ISN Chief Executive, David Whiteley, said the methodology of the report was flawed and the central premise that super has triggered an explosion in household debt contradicts the Reserve Bank of Australia.
“The report incorrectly suggests that increases in household debt are explicitly linked to the increase in superannuation savings,” Mr. Whiteley said.
“This ignores evidence that household debt has increased in almost every advanced economy irrespective of their retirement income systems.
In 2010 the Reserve Bank Deputy Governor Ric Battellino, noted: “The current household debt ratio in Australia is similar to that in most developed countries... All countries have experienced rises in household debt ratios over recent decades...Clearly, therefore the forces that drove the increase in the household debt ratio were not unique to Australia.” ( RBA Bulletin September Quarter 2010)
Mr.
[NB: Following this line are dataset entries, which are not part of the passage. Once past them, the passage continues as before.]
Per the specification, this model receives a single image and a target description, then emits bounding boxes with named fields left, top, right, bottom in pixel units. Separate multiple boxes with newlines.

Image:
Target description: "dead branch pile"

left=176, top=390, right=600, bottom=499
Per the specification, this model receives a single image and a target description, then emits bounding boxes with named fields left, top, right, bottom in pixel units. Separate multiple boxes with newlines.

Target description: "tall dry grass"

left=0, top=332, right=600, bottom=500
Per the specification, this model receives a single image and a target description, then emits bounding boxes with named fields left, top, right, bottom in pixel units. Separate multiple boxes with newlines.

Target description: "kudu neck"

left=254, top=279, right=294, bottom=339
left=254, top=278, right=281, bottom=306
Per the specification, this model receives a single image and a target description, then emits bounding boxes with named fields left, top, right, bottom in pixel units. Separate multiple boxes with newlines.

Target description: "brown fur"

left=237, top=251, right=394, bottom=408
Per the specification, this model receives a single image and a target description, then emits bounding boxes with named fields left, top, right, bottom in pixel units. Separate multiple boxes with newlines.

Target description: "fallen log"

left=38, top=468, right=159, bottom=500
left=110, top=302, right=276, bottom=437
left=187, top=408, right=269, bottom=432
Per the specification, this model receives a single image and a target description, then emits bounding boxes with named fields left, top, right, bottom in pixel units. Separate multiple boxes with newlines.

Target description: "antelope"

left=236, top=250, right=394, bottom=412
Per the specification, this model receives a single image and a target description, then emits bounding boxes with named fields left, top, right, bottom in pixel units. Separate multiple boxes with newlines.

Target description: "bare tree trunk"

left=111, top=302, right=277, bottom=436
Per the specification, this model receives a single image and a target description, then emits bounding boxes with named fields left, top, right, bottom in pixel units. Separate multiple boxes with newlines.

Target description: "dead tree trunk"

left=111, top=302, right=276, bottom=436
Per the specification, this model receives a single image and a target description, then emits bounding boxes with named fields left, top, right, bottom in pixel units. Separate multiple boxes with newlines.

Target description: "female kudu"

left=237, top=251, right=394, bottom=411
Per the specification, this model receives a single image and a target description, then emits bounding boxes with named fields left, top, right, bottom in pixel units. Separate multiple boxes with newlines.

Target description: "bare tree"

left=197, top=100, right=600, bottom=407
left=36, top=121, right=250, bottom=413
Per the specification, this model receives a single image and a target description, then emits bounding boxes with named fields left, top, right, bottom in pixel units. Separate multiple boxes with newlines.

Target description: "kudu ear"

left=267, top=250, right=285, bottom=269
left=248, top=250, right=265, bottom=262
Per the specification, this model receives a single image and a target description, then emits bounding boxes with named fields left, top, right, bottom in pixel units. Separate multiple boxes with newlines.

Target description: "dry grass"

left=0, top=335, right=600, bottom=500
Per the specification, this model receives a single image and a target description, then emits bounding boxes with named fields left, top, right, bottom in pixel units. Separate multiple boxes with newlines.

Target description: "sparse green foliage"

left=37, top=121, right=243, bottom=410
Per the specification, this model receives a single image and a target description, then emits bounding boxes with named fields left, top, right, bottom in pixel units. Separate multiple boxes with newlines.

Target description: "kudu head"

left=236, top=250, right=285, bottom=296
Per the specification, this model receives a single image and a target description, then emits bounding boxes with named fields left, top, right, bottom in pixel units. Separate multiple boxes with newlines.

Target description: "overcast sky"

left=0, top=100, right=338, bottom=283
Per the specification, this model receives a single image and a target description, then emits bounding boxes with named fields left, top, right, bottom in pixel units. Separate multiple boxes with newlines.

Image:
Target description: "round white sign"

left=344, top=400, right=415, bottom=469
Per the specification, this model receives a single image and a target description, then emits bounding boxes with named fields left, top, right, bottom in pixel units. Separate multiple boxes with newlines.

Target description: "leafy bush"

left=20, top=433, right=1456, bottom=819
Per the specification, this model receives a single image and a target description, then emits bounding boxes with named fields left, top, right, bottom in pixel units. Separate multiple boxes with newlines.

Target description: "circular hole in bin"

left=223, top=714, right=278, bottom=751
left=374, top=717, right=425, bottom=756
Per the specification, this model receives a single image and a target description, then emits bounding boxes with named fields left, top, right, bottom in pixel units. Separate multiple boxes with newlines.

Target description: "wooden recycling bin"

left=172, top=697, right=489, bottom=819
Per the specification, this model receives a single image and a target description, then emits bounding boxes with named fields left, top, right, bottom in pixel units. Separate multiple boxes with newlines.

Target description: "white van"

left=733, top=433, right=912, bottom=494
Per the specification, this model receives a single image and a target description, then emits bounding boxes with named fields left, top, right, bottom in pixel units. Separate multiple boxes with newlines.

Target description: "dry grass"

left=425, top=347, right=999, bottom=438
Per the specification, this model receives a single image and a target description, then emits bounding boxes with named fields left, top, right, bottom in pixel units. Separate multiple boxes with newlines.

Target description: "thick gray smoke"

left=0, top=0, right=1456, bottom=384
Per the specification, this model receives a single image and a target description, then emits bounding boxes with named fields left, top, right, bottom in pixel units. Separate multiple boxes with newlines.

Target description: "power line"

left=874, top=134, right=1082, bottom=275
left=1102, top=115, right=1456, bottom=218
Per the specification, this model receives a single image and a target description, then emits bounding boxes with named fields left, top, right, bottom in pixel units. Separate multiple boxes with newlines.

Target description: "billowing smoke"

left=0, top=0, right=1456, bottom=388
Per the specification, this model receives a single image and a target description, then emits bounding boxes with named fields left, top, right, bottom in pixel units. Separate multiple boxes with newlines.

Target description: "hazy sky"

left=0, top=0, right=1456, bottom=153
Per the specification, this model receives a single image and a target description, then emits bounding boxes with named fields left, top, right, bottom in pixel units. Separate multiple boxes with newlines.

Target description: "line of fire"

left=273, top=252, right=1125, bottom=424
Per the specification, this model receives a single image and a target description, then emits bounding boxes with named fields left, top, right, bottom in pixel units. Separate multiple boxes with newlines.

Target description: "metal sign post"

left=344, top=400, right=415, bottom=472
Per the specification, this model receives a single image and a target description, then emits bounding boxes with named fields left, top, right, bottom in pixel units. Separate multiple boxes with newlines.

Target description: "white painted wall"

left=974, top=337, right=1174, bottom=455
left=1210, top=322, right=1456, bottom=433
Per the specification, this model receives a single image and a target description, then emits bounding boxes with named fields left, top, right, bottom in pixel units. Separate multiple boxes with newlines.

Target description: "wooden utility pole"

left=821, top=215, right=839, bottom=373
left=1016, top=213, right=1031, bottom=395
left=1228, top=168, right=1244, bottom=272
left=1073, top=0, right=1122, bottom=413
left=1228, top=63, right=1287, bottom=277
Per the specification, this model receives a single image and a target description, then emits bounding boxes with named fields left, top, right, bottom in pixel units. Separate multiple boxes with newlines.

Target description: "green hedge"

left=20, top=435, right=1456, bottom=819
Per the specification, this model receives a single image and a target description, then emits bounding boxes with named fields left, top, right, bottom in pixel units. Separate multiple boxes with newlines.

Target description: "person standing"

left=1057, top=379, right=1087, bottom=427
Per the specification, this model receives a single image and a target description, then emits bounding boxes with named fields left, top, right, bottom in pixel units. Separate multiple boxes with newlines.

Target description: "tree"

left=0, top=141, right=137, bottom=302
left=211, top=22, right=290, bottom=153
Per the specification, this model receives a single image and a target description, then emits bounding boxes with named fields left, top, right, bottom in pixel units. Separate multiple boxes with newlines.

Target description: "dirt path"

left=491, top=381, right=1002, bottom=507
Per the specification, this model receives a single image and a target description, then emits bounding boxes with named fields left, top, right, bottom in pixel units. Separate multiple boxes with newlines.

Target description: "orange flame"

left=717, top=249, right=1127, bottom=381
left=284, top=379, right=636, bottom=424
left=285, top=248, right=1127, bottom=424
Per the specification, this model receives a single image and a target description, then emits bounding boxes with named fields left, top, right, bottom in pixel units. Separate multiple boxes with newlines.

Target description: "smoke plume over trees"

Whiteley also said the report overstated the rise in household debt to household assets (including super) by excluding the value of housing assets worth $4.2 trillion.
“The report flies in the face of clear evidence that home ownership significantly improves retirement outcomes.”
Mr. Whitely cites other benefits of the super system. He says, “The Super Guarantee will increase disposable income after retirement and reduce pressure on the age pension.
“When mature the superannuation system combined with the age pension will deliver replacement rates of around 80% of pre-retirement income for average earners with super delivering 50% more income than the full age pension alone.
“In respect to reducing reliance on the age pension, super has been a factor in reducing reliance on age pensions with the proportion of part-rate pensioners increasing from 31.9% in 1999 to 40.2% in 2011. Treasury has estimated as the system matures, part rate pensioners will exceed full rate pensioners by around 2035.”